15. I lost 45 pounds about 5 years ago and have kept it off.
16. I can not handle being yelled at or criticized unfairly. It tears at my soul. Likewise, I hate to make any feel uncomfortable about who they are.
17. I traveled with my three small children, alone, from Europe which included 3 countries, 3 flights, 3x 8 shoe removals, 3 bus transfers, 2 lost bags, 1 stolen PSP and 1 3-hour tarmac delay. I have no real memories of the trip, only random flashbacks.
18. I have my dream scrapbook/craft room, but don’t enjoy working in it alone, therefore don’t use it nearly as often as I would like.
19. I lost my best friend and sister, Ansley, to breast cancer at age 37 which is my current age. Life has not been the same since. I miss her terribly, still. I had a “very concerning” breast cancer scare in August which resulted in 2 biopsies. It was benign! But, I have a 25% chance of having bc in my lifetime which I try to view as my way of getting an “upgrade.”

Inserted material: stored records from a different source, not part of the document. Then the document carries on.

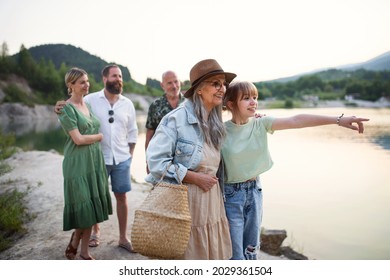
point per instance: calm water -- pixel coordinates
(329, 187)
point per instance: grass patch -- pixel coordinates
(13, 216)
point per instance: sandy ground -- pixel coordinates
(45, 239)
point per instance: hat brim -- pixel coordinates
(228, 77)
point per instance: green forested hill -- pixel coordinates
(73, 56)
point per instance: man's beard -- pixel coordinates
(114, 87)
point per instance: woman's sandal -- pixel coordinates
(86, 258)
(94, 240)
(70, 252)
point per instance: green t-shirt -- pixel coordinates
(245, 149)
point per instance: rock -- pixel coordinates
(291, 254)
(271, 240)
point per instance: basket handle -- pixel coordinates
(166, 170)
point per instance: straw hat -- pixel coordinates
(203, 70)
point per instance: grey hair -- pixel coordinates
(211, 124)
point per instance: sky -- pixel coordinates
(258, 40)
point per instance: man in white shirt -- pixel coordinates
(119, 127)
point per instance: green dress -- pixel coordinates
(86, 194)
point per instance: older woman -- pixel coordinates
(190, 137)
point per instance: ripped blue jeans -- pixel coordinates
(244, 210)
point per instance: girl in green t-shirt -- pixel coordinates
(246, 155)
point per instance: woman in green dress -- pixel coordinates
(86, 194)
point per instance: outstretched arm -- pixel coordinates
(306, 120)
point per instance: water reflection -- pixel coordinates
(329, 187)
(383, 141)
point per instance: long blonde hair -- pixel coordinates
(72, 76)
(211, 124)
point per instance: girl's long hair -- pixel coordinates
(211, 124)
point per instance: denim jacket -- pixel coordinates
(177, 140)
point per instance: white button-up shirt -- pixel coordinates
(121, 132)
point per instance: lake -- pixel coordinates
(329, 187)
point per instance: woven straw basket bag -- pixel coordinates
(162, 224)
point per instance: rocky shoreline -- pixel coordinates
(40, 173)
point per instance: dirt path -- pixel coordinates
(45, 239)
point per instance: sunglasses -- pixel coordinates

20. When I was young, my pretend play was as a talk show or informational show host.
21. Sometimes I talk so much that I am embarrassed afterward. I do this A LOT. I know I have a problem.
22. I am a “scanner” which means I want to know about everything, yet, can’t commit to anything, nor am I deeply knowledgeable about anything. I am a dabbler of sorts.
23. I hitchhiked and backpacked my way through southern Africa – including Zimbabwe, S. Africa, Botswana and Zambia.
24. In high school, I drove my 1979 black Ford pick-up with no power steering, no power brakes, no power anything for that matter, and only an AM radio into a lake. I am not kidding.
25. I am a Jesus Freak.

What is random for you today? Let me know.